Les réformes (les rares vraiment utiles) doit être accompagné ou même précédé, par des mesures de soutien à la demande intérieure. Et la négociation entre les partenaires sociaux peut aussi servir cet objectif. Parmi les mesures urgentes, à mon avis, il y a la mise en place de véritables indemnités de chômage étendues aux jeunes ayant perdu leur emploi temporaire. La réforme Fornero a initié une indemnité similaire, mais l'a reportée aux années à venir, faute de moyens financiers, compte tenu de la difficulté à faire évoluer le système du fonds social. Ici, nous avons besoin de courage de la part du gouvernement et des partenaires sociaux. Le fonds de licenciement (l'extraordinaire) draine des ressources et protège un nombre limité d'individus tout en n'incitant pas les personnes, les entreprises et les institutions à trouver un nouvel emploi aux licenciés qui sont effectivement au chômage. Il doit être remplacé par un système généralisé d'indemnisation du chômage avec une couverture décroissante dans le temps, accompagné d'une véritable formation visant à initier les chômeurs à de nouveaux emplois.

Comme les personnes au Fonds de licenciement ne peuvent pas être abandonnées brutalement, de nouvelles ressources financières sont nécessaires. Celles-ci doivent se trouver, à mon avis, dans un Augmentation de la TVA à réaliser par la suppression du taux super-réduit (4%) relatif aux biens de consommation. Une telle suppression pourrait produire 3 à 4 milliards d'euros de revenus supplémentaires qui pourraient financer les allocations de chômage des jeunes qui ont perdu leur emploi et certaines baisses d'impôts limitées aux très bas revenus pour compenser l'augmentation du prix des produits de première nécessité.

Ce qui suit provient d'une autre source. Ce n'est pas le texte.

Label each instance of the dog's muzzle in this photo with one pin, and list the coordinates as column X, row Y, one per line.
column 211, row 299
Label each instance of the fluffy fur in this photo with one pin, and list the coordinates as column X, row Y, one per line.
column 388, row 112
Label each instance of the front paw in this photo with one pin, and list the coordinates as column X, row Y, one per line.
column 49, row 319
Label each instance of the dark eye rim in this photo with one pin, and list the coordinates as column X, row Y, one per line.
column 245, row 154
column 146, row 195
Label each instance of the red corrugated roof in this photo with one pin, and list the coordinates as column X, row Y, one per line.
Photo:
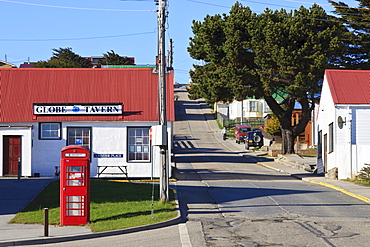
column 349, row 86
column 136, row 88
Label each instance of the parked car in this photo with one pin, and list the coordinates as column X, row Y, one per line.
column 240, row 132
column 253, row 139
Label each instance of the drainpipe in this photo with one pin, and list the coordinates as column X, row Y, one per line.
column 350, row 139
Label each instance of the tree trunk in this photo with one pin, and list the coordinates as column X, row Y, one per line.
column 288, row 138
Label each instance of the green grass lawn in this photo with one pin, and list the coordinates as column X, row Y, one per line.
column 113, row 205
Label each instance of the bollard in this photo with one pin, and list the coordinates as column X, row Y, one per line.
column 46, row 222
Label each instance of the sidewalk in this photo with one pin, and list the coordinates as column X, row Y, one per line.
column 294, row 165
column 15, row 195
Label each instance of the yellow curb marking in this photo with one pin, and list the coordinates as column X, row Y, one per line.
column 362, row 198
column 140, row 180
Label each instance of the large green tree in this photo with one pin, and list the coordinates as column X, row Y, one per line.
column 273, row 53
column 112, row 58
column 357, row 38
column 64, row 58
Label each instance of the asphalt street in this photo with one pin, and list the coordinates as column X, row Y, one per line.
column 229, row 197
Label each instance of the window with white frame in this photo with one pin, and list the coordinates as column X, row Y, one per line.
column 252, row 105
column 138, row 144
column 50, row 131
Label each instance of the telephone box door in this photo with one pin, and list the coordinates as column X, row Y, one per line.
column 75, row 186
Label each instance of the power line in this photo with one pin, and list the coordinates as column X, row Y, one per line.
column 211, row 4
column 101, row 37
column 65, row 7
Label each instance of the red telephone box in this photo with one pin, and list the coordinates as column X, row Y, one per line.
column 75, row 185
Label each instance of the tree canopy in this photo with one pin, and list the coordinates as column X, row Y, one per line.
column 112, row 58
column 357, row 37
column 262, row 55
column 64, row 58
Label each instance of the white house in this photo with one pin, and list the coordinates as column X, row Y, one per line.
column 249, row 108
column 343, row 122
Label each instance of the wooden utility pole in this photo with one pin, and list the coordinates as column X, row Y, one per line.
column 164, row 177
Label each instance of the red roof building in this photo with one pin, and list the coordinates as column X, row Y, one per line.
column 342, row 123
column 110, row 111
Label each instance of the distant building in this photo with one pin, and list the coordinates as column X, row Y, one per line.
column 4, row 64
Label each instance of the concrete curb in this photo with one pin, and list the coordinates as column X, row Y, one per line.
column 52, row 240
column 310, row 180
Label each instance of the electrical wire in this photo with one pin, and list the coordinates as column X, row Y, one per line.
column 65, row 7
column 101, row 37
column 211, row 4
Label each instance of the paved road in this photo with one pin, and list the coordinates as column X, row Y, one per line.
column 239, row 203
column 232, row 201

Quelqu'un objectera que cela augmente les impôts et les dépenses publiques et que cela pourrait aggraver la récession. Mais c'est un conte de fées. Même le Fonds monétaire international a déclaré, dans une étude récente (voir document de travail du FMI WP/12/190 de Badini, Callegari et Melina, juillet 2012), ce que nous savons tous (ou devrions savoir) : réduire les dépenses publiques est beaucoup plus récessif que d'augmenter les impôts, avec tout le respect que je dois à ceux qui ont tenté de convaincre les Italiens que notre récession est due à trop d'impôts et qu'il suffirait de baisser les impôts et les dépenses publiques pour recommencer à croître.

Dans la confrontation entre les partenaires sociaux menée par le ministre Passera et visant à accroître la productivité, je crois qu'il serait bon de voir aussi et surtout comment réformer le fonds des licenciements pour faire place rapidement à une véritable indemnité de chômage qui réduise la pauvreté des jeunes et redonner confiance aux familles. Cela pourrait être un véritable contributeur à la croissance.